Four properties are required. First, hashed inputs: the strategy specification and the evidence dataset are canonicalized and content-hashed (in Pancake: spec_hash and rows_sha256), so "what was tested" is not negotiable after the fact. Second, an open deterministic engine: the execution code is public and byte-stable across platforms, so re-running is possible and meaningful. Third, a reproducible output hash: identical inputs and engine version produce an identical result digest (in Pancake: the SHA-256 result_hash, stable on Python 3.12+ via canonical JSON and PCG64-seeded RNG). Fourth, explicit epistemic scope: the result names what the engine verified, what it accepted as supplied, and what it did not model (in Pancake: the verification boundary 3-tuple).

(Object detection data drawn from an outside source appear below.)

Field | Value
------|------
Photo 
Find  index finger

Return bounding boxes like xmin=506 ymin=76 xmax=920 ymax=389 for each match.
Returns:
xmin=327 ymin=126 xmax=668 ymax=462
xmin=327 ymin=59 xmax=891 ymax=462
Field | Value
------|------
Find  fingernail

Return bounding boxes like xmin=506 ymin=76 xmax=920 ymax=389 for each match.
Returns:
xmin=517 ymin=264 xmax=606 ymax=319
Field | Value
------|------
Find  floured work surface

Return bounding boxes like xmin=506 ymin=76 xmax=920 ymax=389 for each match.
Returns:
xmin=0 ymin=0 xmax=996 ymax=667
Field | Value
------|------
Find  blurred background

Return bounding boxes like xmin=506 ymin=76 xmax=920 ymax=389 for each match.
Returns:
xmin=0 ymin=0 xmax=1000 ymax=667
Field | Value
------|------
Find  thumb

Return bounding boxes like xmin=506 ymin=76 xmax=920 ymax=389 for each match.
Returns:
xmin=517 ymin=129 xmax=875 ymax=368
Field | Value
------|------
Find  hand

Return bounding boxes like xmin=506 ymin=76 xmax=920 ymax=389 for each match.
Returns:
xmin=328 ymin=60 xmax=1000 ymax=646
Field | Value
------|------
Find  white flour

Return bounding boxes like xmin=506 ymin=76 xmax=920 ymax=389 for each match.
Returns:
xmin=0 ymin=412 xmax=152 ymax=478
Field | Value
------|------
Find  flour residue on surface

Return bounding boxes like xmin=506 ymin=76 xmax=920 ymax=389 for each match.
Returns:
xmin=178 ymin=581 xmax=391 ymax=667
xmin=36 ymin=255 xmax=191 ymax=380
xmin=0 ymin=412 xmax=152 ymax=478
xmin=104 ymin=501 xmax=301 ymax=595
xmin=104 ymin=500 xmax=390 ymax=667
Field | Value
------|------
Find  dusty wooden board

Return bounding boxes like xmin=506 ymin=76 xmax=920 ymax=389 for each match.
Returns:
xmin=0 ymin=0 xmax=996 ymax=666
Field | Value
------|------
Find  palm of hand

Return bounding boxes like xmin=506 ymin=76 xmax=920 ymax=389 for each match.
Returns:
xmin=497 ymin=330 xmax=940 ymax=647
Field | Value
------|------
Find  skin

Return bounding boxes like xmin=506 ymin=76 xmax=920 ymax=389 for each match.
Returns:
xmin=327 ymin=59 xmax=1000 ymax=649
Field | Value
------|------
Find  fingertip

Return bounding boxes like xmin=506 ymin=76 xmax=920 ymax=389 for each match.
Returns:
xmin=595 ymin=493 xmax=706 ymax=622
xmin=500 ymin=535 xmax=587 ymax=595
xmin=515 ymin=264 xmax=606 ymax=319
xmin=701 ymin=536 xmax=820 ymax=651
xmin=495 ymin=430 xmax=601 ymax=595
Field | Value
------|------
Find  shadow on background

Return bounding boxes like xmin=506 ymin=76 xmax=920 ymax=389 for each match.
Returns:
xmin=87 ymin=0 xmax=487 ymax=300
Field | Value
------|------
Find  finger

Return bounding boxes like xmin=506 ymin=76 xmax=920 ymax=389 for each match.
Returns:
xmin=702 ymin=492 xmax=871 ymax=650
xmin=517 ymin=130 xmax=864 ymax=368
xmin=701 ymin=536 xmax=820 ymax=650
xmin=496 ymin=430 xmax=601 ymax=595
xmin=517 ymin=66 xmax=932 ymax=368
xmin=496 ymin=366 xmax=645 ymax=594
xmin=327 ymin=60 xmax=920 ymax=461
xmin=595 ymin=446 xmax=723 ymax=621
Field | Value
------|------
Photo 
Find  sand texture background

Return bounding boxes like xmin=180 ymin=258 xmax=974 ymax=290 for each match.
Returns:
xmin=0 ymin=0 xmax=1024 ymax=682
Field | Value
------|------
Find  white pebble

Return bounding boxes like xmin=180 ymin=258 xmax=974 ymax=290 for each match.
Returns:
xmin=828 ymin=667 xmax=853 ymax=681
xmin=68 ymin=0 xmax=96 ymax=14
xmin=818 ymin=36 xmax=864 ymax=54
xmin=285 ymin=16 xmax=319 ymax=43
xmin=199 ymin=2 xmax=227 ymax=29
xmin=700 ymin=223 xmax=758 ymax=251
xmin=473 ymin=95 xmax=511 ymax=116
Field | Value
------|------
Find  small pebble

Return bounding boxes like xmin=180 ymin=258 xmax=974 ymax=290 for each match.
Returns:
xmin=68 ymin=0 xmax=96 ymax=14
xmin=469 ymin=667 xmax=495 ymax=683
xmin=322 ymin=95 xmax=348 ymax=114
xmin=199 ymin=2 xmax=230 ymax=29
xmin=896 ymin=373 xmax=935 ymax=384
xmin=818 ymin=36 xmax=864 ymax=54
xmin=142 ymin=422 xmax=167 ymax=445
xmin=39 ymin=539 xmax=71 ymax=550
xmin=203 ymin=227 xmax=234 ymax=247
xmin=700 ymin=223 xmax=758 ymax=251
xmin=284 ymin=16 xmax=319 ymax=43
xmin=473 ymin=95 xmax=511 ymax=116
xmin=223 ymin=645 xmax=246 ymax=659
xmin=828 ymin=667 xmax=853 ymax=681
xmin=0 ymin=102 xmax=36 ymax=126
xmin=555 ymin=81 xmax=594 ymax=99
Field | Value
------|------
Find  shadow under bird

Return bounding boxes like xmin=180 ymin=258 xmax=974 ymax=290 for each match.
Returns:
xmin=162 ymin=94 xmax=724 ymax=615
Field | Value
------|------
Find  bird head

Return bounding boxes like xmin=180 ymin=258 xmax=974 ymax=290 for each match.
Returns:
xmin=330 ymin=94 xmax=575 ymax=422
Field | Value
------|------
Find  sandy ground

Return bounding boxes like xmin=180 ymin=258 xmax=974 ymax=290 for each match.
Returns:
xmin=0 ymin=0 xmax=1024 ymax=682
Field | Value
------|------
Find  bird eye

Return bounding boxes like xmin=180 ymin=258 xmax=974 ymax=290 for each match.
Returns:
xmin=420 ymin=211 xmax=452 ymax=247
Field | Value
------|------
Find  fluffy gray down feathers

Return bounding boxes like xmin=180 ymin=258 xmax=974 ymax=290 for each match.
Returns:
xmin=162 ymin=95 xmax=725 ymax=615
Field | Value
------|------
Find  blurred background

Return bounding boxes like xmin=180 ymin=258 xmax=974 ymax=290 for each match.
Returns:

Verifiability is a property of the computation, not a judgment of the strategy. A verifiable backtest can describe a losing strategy, an overfit strategy, or a strategy whose evidence rows are themselves dubious — the agent-supplied evidence block exists precisely to expose that last case rather than hide it. What verifiability rules out is silent fabrication: a number that cannot be traced to inputs and code.

The concept matters most when the strategy author is an AI agent. LLMs produce fluent, confident trading claims at near-zero cost, which makes unverifiable performance claims worthless as signal. A verifiable backtest restores the signal: the claim is checkable by a party that trusts neither the agent nor its operator. In Pancake, every result page at /<handle>/<strategy_slug>/v/<version_n> is a verifiable backtest in this sense.